Given the context in which the other third party individual is referred to in the records at issue, I accept that the identifying information about the individual qualifies as personal information within the meaning of the Act. With certain limited exceptions, the FOI Act does not provide for the limiting of access to records to particular individuals only.
Rather, when a record is released under the FOI Act, it effectively amounts to disclosure to "the world at large" ( H.(E.) v Information Commissioner [2001] IEHC 58). The FOI Act places no restrictions on the type or extent of disclosure or the subsequent use to which the record may be put. I therefore find that section 37(1) applies to the identifying details of the third party individual (apart from the barrister) referred to in the records concerned.
Section 37(2) of the FOI Act sets out certain circumstances in which 37(1) does not apply. However, I am satisfied that none of those circumstances arises in this case in relation to the third party individual concerned. Section 37(5) provides that a request that would fall to be refused under section 37(1) may still be granted where, on balance:
(a) the public interest that the request should be granted outweighs the right to privacy of the individual to whom the information relates, or
(b) the grant of the information would be to the benefit of the person to whom the information relates.
As I find no basis for concluding that the release of the information concerned would be to the benefit of the individual to whom it relates, I find that section 37(5)(b) does not apply. In considering the public interest test contained in section 37(5)(a), it is important to have regard to the comments of the Supreme Court in The Governors and Guardians of the Hospital for the Relief of Poor Lying-In Women v. the Information Commissioner [2011] IESC 26 ("the Rotunda Hospital case"). It is noted that a public interest ("a true public interest recognised by means of a well known and established policy, adopted by the Oireachtas, or by law") should be distinguished from a private interest. In this case, I find that the public interest in granting access to the identifying details of the individual concerned does not outweigh the public interest in upholding the right to privacy of the individual. Accordingly, I find that the records at issue should be released to the applicant subject to the redaction of the identifying details of the third party individual (apart from the barrister) referred to therein.

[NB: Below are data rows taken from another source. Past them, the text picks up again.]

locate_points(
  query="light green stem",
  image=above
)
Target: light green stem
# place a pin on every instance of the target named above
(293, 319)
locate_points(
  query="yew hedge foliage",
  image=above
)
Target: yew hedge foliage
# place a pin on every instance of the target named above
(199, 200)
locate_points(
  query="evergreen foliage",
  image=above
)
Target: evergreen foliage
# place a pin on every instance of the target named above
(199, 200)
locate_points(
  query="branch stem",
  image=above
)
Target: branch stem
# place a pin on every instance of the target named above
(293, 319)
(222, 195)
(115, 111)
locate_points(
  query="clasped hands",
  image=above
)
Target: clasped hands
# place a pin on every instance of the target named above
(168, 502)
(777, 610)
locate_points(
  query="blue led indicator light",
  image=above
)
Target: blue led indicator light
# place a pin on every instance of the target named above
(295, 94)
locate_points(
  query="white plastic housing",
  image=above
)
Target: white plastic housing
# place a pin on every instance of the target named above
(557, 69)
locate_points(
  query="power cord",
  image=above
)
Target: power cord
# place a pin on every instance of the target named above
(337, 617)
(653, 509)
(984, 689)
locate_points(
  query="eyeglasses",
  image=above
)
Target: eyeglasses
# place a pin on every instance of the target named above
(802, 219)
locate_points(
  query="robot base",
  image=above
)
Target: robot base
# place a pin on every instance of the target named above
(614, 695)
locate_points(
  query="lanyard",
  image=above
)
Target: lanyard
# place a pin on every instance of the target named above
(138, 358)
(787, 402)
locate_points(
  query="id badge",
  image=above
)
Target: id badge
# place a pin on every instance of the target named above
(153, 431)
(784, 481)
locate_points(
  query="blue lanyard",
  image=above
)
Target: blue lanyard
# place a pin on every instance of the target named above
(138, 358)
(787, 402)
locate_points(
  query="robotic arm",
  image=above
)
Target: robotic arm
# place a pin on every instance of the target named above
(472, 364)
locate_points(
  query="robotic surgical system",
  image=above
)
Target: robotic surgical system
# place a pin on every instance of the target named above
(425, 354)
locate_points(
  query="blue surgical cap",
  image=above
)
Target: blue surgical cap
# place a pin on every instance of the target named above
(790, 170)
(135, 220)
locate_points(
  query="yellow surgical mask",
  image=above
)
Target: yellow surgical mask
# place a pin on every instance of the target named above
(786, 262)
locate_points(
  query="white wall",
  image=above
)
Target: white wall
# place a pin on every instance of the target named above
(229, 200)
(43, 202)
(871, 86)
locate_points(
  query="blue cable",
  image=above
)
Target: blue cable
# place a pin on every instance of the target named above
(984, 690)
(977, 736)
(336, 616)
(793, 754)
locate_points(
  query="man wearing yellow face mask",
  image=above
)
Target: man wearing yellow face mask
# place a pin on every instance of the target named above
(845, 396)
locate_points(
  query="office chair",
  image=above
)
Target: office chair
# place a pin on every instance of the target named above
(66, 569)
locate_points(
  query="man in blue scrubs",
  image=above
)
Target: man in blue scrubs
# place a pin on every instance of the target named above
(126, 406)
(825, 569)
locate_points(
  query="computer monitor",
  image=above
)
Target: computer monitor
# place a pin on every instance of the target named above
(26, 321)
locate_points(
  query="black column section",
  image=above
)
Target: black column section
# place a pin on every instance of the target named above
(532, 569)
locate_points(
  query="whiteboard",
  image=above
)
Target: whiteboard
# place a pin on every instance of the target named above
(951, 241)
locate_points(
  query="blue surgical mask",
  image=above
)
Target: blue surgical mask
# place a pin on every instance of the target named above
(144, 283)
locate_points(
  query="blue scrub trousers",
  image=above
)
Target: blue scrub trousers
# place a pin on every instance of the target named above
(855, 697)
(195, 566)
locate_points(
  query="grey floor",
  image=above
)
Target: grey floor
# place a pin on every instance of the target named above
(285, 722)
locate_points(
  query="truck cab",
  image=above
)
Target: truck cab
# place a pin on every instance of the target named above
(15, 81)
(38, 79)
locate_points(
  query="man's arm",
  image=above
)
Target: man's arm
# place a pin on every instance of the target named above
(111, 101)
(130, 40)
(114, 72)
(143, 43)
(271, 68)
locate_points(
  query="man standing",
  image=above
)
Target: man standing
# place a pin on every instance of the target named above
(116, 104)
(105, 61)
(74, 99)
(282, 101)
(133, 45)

Having carried out a review under section 22(2) of the FOI Act, I hereby vary the decision of the Department in this case by directing the release of the records concerned subject to the redaction of the identifying details of the third party individual (apart from the barrister) referred to therein.
Section 24 of the FOI Act sets out detailed provisions for an appeal to the High Court by a party to a review, or any other person affected by the decision. In summary, such an appeal, normally on a point of law, must be initiated by the applicant not later than eight weeks after notice of the decision was given, and by any other party not later than four weeks after notice of the decision was given.